The decline has been a long time coming. A combination of the 1897 Rinderpest epidemic and the British Scorched Earth policy during the South African War decimated Afrikaner cattle numbers. When herds were restocked, scarcity resulted in the additions coming from exotic international breeds. More recently, industrial farming has exacerbated the problem. As Chef Arnold Tanzer from Food on the Move pointed out “South African farmers increasingly work with commercialized breeds, which produce lean meat in a shorter period of time and can be sold to feedlots. Nationwide, meat is graded (and priced) against this feedlot-produced beef as a standard. Afrikaner cattle are valued at less money per kilogram. Furthermore they are slower growing and have a higher percentage of fat when slaughtered at a similar age. Because they are raised on open pastures, their meat is darker red and their fat is yellower than ‘industry standard’ beef. “
Consumers may no longer be used to the meat’s appearance but they really should look again. The beast has a strong genetic leaning towards meat tenderness and beat out all other breeds (both indigenous and exotic) in 2013 taste and texture tests coordinated by the SA Agricultural Research Council. The meat is exceptionally juicy and has a robust flavour that is distinct from modern mainstream breeds. These flavours may not make it to the top of supermarket buyer lists but they are appreciated by foodies seeking novelty and quality.

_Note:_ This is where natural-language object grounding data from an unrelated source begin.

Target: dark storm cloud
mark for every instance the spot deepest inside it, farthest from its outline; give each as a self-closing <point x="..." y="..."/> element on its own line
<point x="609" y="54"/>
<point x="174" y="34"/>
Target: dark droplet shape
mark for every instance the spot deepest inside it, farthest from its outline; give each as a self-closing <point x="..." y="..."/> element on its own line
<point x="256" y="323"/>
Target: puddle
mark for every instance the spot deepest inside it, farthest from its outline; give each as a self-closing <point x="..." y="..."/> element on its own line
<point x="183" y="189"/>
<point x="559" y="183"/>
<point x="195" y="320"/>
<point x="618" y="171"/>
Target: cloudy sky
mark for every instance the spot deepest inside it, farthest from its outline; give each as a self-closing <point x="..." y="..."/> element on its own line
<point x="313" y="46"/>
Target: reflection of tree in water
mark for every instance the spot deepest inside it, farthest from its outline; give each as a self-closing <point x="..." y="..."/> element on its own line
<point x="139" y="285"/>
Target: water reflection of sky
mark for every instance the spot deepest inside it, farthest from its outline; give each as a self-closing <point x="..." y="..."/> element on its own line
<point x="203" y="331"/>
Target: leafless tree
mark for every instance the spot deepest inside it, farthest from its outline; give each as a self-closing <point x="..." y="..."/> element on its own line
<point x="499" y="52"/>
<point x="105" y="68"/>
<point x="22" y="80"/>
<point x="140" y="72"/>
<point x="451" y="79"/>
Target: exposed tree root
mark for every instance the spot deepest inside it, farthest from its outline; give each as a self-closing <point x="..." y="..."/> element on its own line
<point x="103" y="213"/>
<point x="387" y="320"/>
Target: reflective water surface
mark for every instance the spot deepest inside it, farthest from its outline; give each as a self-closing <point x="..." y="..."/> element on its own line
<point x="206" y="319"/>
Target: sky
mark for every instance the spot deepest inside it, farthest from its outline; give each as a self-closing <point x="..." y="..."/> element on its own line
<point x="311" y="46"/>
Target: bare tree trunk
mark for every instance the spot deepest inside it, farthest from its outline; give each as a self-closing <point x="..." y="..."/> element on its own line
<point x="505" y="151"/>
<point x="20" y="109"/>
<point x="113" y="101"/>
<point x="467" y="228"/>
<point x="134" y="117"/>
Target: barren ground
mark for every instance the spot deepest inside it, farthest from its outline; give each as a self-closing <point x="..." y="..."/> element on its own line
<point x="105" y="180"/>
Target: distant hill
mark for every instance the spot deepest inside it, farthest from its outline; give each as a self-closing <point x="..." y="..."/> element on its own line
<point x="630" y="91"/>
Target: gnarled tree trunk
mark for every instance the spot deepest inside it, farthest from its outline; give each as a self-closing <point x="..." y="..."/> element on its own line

The great taste and texture was evident in each bite at the Slow Meat SA event. Every ounce of animal was consumed. Host Coco Reinarhz made a magnificent sirloin steak sandwich on sourdough bread with pickles. Arnold Tanzer simmered up a beautiful broth (with bobbing sue mei beef dumplings) from the hoof. Chef Klaus Beckmann of La Luna in Melville made steak tartare and braised lampredotto (tripe with sauce verge) while Chef Adele Stiehler-van der Westhuizen (principle of the Prue Leith Chefs Academy) delighted customers with sous vide chuck steak on cauliflower puree with roasted onions and a spekboom jus. Phil de Villiers from 54 on Bath served oxtail with gnocchi and sage butter sauce. The chefs cooked everything but the moo and it all tasted proudly South African. Future events are planned for other provinces.